Their organisation across the park is crucial, with this new shape allowing them to switch into a solid 4-5-1 out of possession, one of the central players - usually Miller or Naylor in this case - charging forward to press their opponents back.
The number of times Bolton were forced into backwards passes all the way to keeper Alnwick was noticeable - as were the shouts of frustration from the home fans that met those passes.
But there was no sense of Albion merely accepting a one-goal lead.
Sordell was played clear from Flanagan's brilliant pass down the line around the hour mark, with the former Bolton man ghosting past Wheater only to find the sidenetting as he looked to fire past Alnwick.
Turner was agonisingly denied at the back post from successive Brewers corners as well. Set pieces will always remain a good opportunity for this Albion team, as Dyer's match-winning volley from Brayford's free-kick showed.

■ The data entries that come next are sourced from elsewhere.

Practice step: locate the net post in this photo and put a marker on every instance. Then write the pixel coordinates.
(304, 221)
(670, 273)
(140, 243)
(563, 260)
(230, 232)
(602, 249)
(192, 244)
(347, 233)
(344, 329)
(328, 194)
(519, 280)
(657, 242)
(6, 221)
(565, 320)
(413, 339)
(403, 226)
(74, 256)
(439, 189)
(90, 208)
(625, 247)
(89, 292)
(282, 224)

One-nil will do nicely for the Brewers though, just as it did at Millwall last month.
Burton followed that win by taking only one point from their next five matches.
They cannot afford a repeat of that form this time.
They will know that, and recognise the importance of putting together a positive run over the festive period if they are to nudge themselves out of the bottom three, having leapfrogged Bolton and jumped up to 22nnd after this victory.
For now, though, they can reflect on a team job well done and making an important statement against one of their relegation rivals.
It is an experience they will have to draw on in the coming weeks.